Similarly to related work on hardware description languages, most of these IRs are designed around the semantics of the Verilog language, dismissing the technological advances in modern FPGA architectures [Ivo06]. Conversely, the programming abstractions described in this work aim to solely cover operations supported by FPGAs, rather than focusing on supporting every possible hardware operation required for designing arbitrary silicon chips.

# 5.2 Compilation Techniques for FPGAs

FPGA programs are written (or compiled to) the Verilog language, because Verilog is the common interchange format for FPGA toolchains. These tools perform the arduous task of transforming arbitrary hardware descriptions into primitives that can fit into an FPGA target. The abstraction gap between Verilog descriptions and FPGA hardware is enormous [Adr19], requiring a multi-stage compilation process [VMS<sup>+</sup>21]. In the following discussion, I cover related work on compilation techniques used throughout this process.

# 5.2.1 Hardware Synthesis

The process of translating a behavioral specification written in a hardware description language i.e., Verilog into a netlist of FPGA primitives is known as hardware synthesis [LSB05]. First, the hardware description is transformed into a network of boolean operations, or gates, that is then optimized using logical equivalences to minimize the number of operations—and therefore resources [Mic94]. Next, these boolean operations are mapped to FPGA primitives by a step called *technology mapping* [MCB07]. There are several ideas explored in the area of hardware synthesis for FPGAs over the last three decades [Tri15], however, my work focused on leveraging software compilation techniques i.e., instruction selection instead of logic optimizations and unpredictable metaheuristics used in technology mapping [LSB05].

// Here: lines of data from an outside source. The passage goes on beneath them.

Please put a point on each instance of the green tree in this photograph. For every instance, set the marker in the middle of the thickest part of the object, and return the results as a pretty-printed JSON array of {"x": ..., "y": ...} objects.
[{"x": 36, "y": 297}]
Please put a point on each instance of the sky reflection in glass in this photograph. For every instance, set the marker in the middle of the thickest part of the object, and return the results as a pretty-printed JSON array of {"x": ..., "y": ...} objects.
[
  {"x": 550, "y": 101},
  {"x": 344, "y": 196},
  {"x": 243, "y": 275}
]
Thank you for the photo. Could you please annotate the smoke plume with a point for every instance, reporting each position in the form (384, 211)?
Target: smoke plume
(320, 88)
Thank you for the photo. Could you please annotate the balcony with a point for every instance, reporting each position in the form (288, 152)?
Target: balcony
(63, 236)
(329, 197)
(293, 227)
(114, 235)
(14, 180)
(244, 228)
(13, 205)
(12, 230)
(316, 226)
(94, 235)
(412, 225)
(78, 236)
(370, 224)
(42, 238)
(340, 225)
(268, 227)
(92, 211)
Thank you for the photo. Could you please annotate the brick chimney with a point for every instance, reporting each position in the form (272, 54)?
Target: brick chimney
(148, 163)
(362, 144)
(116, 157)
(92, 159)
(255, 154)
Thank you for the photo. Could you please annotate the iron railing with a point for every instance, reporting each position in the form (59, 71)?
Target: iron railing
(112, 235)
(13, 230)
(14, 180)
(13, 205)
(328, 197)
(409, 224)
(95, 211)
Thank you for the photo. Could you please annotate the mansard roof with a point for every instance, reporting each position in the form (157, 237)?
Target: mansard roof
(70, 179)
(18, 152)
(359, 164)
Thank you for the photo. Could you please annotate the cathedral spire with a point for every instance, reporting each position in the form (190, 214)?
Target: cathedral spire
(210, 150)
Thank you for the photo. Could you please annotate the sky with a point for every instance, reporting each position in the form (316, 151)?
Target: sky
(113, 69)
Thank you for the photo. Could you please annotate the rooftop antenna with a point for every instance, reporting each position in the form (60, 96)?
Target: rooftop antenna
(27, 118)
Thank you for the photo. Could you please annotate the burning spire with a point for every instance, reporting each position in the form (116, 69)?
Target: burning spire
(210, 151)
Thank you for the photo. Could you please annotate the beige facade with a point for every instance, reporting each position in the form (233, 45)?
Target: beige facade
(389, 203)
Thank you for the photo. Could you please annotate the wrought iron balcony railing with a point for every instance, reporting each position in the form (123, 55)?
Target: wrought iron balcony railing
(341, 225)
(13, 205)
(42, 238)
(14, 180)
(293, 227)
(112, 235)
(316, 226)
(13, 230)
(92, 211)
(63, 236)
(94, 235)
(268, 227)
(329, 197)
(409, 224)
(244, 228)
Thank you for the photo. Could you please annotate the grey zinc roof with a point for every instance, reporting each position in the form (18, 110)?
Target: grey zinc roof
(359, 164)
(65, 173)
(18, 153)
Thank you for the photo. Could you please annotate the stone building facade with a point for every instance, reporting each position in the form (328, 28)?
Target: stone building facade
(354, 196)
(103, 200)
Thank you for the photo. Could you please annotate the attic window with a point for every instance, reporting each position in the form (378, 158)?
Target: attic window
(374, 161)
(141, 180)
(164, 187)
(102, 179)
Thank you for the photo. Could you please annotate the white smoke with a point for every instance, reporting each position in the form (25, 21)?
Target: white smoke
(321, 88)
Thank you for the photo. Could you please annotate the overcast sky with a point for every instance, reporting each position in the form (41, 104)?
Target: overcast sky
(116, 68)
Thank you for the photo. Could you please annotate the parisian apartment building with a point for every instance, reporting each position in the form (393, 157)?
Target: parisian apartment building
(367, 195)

## 5.2.2 Instruction Selection

While it is not mainstream, other compilers have used instruction selection and similar techniques to optimize hardware programs [Joh83]. For example, a compiler based on *silicon instruction sets* [KW88] powered the design of six chips at IBM, and a similar approach has been applied to FPGAs [CCDW98]. However, this line of work primarily targets compound logic functions used in silicon chips i.e., AND-OR-INVERT, and even the FPGA-based variants focus solely on programming LUTs. Previous work does not attempt to program recent specialized units i.e., DSPs, because FPGAs at that time were mainly based on LUTs. In this work, I show how to use instruction selection to optimize programs not only for DSPs and LUTs but also for memory primitives including registers and SRAMs.

# 5.2.3 Layout Compilation

Historically, the task of compiling a program layout for an FPGA has always been influenced by hardware synthesis. For example, a layout engine operates over low-level primitives instead of high-level operations, because this is the standard output of a conventional synthesizer [CC17]. The layout process consists of two intertwined steps: one called *placement* that finds a legal location for every primitive in the program and another one called *routing* that searches for the best possible path (wiring) between primitives [CC17]. Although there are some efforts on open-sourcing *routing* for some FPGA architectures [MEB<sup>+</sup>20], the access to this feature is closed-source and not widely supported by toolchains [Xil21a]. Therefore, the layout compilation technique proposed in this work focuses only on *placement*. Specifically, I focus on evaluating the benefits of laying out programs using a more coarse-grained abstraction based on the Reticle's assembly language.

# Chapter 6

# Conclusion

The work described in this thesis presents an alternative approach to program state-of-the-art FPGAs. The programming abstractions and compilation techniques covered in this work aim to provide a better foundation for FPGA programming.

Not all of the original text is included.